Authors: Nadia Thalho | Muh. Kaleem Mayo
Walk into any big lecture hall at a public university right now. You will see one tired teacher trying to handle over a hundred students. The board says Fahm-ul-Quran. Students are sitting there, some nodding just to look busy, but most are just staring at the clock waiting for the class to end. There is no real interest or excitement in the room. The reason is simple: half the room is made of computer science, medical, or engineering students. They look at this mandatory subject and see something that has absolutely nothing to do with their actual field or their career survival.
This is not a one-off thing. It happens every single day across universities in Pakistan. The Higher Education Commission recently made both Fahm-ul-Quran and Artificial Intelligence compulsory for everyone, no matter their degree. On paper, it sounds great to mix moral values with new technology. But when these policies leave the offices and enter a real classroom, the whole plan falls apart. It is the same old story we see in our country all the time: a huge gap between what policymakers dream up and the actual resources available on the ground.
This sudden loading of extra subjects hurts everyone from BS students to PhD researchers. A fresh BS student is already struggling. They just came out of college, they are trying to figure out the semester system, manage their credit hours, pass compulsory Islamic Studies, and deal with their core subjects. For them, just surviving the first year is a massive struggle.
Then look at MS, MPhil, and PhD scholars. Their pressure is on a completely different level. They have to collect data, run lab experiments, give seminars, and write a thesis that will be checked internationally. Shoving general compulsory courses into their final research years is a direct attack on their mental focus and capacity.
We have to ask the people making these rules: what are these extra courses actually giving to the students? Are they making them better human beings? Are they teaching them real, practical skills? The answer is no. These courses are not building innovation or deep thinking. They are just making students exhausted.
When a student knows a mandatory course has zero value for their actual career, they completely tune out. They stop trying to learn and just try to survive. They show up just to get attendance, treat the assignments like a boring chore to clear credit hours, and study just enough to pass and save their GPA. Instead of producing sharp minds who can help the country, the system is turning smart students into machines that just carry a heavy load of books. We are handing out degrees, but the actual quality of our graduates is dropping fast.
The real breakdown starts with how we teach things from the beginning. In Pakistan, a child usually finishes reading the Quran at age 9 or 10 at home or in a neighborhood madrassa. At that young age, the whole focus is only on correct pronunciation (Zer, Zabar) because mistakes change the meaning. Translation and actual understanding are never taught at that stage.
Now, expecting a student who never learned basic Arabic meanings as a child to suddenly understand deep philosophical concepts in a university classroom makes no sense. It is like teaching a child only the alphabet and then expecting them to write professional poetry when they grow up.
This lack of foundation becomes a disaster because of the state of our public universities. There is a massive shortage of teachers, leading to crowded classrooms with a 1:100 teacher-student ratio. In a room with a hundred students, the teacher is lucky if they can just manage the crowd and finish the lecture. There is no time for discussions, questions, or real character building. The exact same issue ruins the compulsory AI courses. Without working computer labs, hundreds of arts and social science students are forced into rooms just to memorize computer theories from a whiteboard.
The logical fix is to change the timeline completely. These foundational, moral, and language frameworks need to be taken out of universities entirely and moved down to schools, from Grade I-X. Educational psychology shows that childhood is the best time for the brain to pick up languages, build daily habits, and absorb ethical values. If you teach translation and basic literacy slowly over a ten-year school cycle, it becomes a natural part of who the child is, without causing academic stress.

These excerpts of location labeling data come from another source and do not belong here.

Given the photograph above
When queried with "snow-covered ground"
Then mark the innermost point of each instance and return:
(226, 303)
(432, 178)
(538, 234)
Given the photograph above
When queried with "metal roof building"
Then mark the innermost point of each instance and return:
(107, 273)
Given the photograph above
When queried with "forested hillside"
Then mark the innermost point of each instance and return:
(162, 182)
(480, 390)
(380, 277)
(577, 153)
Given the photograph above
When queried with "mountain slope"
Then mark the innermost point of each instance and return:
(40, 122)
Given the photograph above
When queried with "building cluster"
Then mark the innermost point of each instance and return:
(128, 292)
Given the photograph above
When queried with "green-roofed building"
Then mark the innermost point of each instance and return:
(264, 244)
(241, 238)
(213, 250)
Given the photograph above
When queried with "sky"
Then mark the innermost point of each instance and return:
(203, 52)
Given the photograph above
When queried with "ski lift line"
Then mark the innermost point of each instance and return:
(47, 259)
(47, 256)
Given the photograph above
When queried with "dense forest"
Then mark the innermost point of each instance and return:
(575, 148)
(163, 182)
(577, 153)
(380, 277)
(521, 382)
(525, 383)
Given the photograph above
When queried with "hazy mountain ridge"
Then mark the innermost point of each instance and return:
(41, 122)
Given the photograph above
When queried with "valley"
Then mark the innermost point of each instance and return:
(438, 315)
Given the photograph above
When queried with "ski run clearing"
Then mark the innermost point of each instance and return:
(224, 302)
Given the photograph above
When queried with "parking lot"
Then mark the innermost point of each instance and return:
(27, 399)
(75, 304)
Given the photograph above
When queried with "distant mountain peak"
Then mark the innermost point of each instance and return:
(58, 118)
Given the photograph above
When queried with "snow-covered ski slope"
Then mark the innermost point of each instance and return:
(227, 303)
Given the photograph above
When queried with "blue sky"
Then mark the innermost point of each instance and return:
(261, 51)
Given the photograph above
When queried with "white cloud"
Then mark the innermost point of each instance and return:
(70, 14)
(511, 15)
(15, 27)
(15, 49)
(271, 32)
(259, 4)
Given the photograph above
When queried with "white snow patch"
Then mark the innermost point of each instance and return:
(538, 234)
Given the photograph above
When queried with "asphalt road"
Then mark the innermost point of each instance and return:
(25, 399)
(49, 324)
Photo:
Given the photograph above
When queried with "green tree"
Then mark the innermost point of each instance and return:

A university is supposed to be a place for specialization, advanced research, and global competition. It is not a place to fix basic literacy gaps from childhood. If Pakistan wants an innovative workforce that can compete internationally, we have to unburden our youth. If a student enters university with their basic religious, civic, and digital foundations already cleared during their school years, they can finally give 100% of their energy to their actual majors.
The HEC needs to stop making these sudden, non-rational policies. If this keeps going, our universities will just keep producing a confused generation graduates who are neither experts in their professions nor ethically grounded citizens. It is time for a realistic, logical change in the curriculum that respects the different stages of education and protects our students.